In an interview, when someone asked Lady Gaga what went through her mind the first time she heard her music on the radio, she said, “It’s about time.” This is much the way I feel about my first book sale.
Amidst the congratulations of friends and family, I can’t help but feel a little disappointed selling to a small press instead of a Harper Collins imprint. I’m not upset about the money or the fame, and I feel that the managing editor of my company is more accessible than Rupert Murdoch. Still, I don’t feel like I have taken a giant leap forward in my writing career. Rather, I feel like I have taken a small step.

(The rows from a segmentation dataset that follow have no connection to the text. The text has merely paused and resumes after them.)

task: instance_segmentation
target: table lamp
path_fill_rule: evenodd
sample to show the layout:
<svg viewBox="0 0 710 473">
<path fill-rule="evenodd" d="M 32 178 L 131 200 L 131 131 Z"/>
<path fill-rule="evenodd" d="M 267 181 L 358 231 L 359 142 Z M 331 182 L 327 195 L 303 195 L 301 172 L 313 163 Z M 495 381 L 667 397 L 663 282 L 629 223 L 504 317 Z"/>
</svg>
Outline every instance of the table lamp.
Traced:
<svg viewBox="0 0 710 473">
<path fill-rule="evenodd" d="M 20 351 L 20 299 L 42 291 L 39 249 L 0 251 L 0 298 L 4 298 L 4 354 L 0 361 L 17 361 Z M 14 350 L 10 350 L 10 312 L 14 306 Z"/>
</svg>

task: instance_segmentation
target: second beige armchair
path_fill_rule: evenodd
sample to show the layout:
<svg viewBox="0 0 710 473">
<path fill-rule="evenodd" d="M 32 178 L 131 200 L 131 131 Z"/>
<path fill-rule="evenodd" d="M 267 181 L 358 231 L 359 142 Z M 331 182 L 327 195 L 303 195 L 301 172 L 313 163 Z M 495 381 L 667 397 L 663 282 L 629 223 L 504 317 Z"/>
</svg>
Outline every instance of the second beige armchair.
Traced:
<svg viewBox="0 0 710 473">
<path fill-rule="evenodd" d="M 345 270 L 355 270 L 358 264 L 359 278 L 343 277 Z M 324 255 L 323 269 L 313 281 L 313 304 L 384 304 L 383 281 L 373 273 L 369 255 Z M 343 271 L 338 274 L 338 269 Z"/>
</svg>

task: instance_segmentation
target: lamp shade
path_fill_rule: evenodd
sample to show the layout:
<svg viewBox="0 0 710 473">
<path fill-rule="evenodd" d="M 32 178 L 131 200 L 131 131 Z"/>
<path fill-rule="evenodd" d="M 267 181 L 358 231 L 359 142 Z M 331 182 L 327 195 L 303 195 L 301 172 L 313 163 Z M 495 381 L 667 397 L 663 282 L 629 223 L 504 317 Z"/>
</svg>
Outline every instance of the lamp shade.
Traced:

On the other hand, maybe I’m being selfish in my disappointment. Sure, I don’t have a New York agent and $100,000, but I have a good editor who gets what I’m trying to do. I even got to give input on my cover art. And, unlike those going the self-publishing route, they’re paying me. Do I really have a right to feel down because I’m at a company that turns down 80% of their slush instead of 99%?
I suppose I have to remind myself that ultimately, the decision was mine. I do believe in the power and importance of small press, and in the digital age, I think they’re going to be more important than ever. I could have spent four more years honing my art and hoping to take things to the next level, and maybe I would, one day, see my work in print at a large house. But this way, I will have some nicely bound copies of my book and the chance to try my luck in the Kindle and Nook stores.
So what if a few dozen agents thought that either I wasn’t ready for the world or the world wasn’t ready for me? Maybe it’s time to let the world decide. If nothing else, I’m going to have an advance that will buy me a nice bottle of wine.